PoC for Linux ‘Bad Epoll’ bug allows local root
Proof-of-concept exploit for the Linux ‘Bad Epoll’ bug is public and can let unprivileged processes obtain root on desktops, servers and Android devices.
A proof-of-concept exploit for a Linux kernel vulnerability known as “Bad Epoll” has been published. The exploit can allow an unprivileged process to gain root privileges on desktop, server and Android systems.
The flaw is tracked as CVE-2026-46242 and carries a CVSS score of 7.8. It is a race-condition use-after-free bug in epoll, the kernel facility that monitors large numbers of file descriptors. Epoll keeps an interest list and a ready list; if one epoll instance monitors another and both are closed at the same time, one path can free a shared object while the other continues to write to it, producing a use-after-free.

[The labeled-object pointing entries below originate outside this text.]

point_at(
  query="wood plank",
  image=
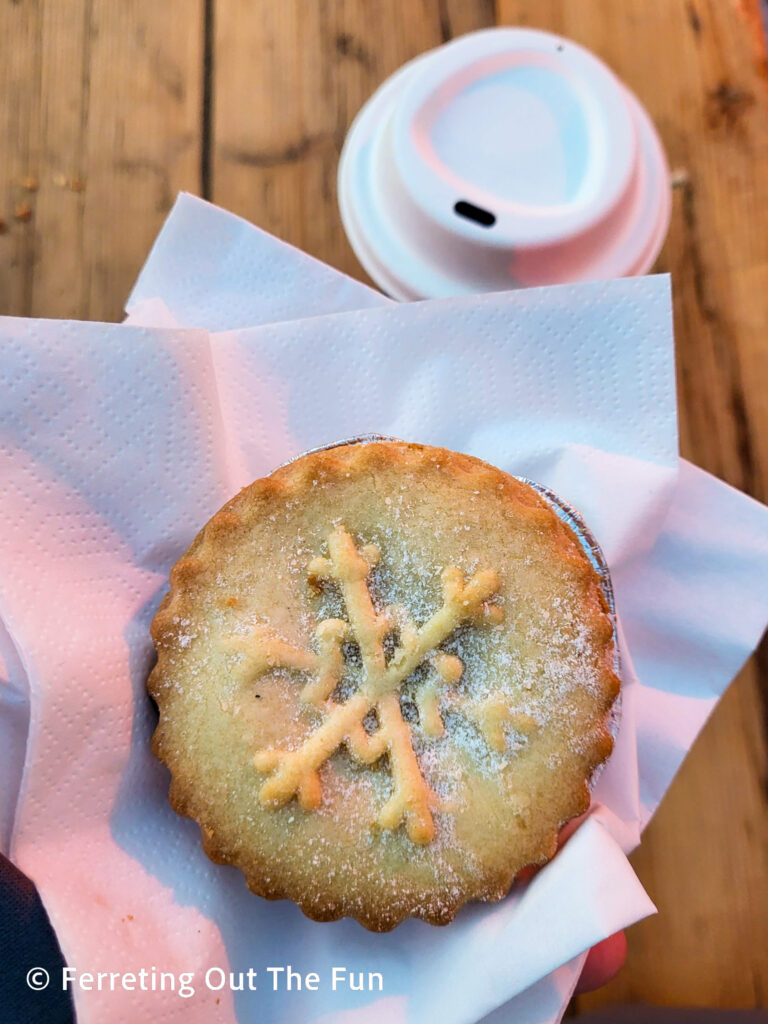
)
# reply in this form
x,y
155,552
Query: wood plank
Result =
x,y
102,114
699,68
289,78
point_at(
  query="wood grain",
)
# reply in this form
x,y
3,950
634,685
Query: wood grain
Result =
x,y
102,120
699,68
100,115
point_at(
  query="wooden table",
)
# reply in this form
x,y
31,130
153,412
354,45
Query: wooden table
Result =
x,y
108,108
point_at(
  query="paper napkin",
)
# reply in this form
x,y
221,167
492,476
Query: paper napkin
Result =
x,y
119,441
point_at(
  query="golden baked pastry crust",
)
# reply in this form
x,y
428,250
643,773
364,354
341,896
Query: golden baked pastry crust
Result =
x,y
383,679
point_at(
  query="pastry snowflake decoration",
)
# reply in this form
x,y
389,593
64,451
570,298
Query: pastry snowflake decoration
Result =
x,y
295,772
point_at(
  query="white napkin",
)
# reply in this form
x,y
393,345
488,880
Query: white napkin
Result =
x,y
118,441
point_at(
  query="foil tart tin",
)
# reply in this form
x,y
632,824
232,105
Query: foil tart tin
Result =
x,y
573,519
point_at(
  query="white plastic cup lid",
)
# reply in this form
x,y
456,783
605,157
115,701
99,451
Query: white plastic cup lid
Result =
x,y
507,158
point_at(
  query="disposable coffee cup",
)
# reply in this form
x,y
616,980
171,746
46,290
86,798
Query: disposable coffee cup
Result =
x,y
508,158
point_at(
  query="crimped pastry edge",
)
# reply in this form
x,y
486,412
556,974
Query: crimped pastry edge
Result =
x,y
290,481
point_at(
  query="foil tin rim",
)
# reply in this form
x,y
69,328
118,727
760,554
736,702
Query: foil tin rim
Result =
x,y
587,541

Jaeyoung Chung of Seoul National University’s Computer Security Lab discovered the vulnerability and reported it to kernelCTF as a zero-day. Chung published proof-of-concept code that leaks kernel memory and hijacks an indirect call to control the CPU instruction pointer, then uses a Return-Oriented Programming (ROP) chain to escalate privileges to root. The exploit runs from an unprivileged process and can be used by a local attacker without prior access.
The bug was introduced in 2023 in the same change that also introduced CVE-2026-43074. After the earlier issue was fixed, Bad Epoll does not reliably trigger KASAN, the kernel’s dynamic memory error detector, which contributed to it being missed in earlier analysis. Maintainers applied an initial patch that did not fully resolve the issue; a correct patch was merged about two months after the bug was first reported.
Linux kernels version 6.4 and newer are affected. The vulnerability has been confirmed on devices running kernel 6.6, including Pixel 10 phones, indicating both desktop/server and Android devices are vulnerable. The publication of PoC code increases the risk of active exploitation for systems that have not received the corrected updates.
Kernel maintainers deployed fixes upstream. System administrators and users should install vendor or distribution updates that include the upstream fix or apply kernel updates addressing CVE-2026-46242. Devices that cannot be updated should be treated as exposed to local privilege-escalation risk.
Epoll is widely used in Linux to monitor many file descriptors efficiently. The published PoC follows a complete exploit chain from the close-vs-close race condition to kernel memory disclosure and then to code execution using ROP, resulting in full privilege escalation on affected systems.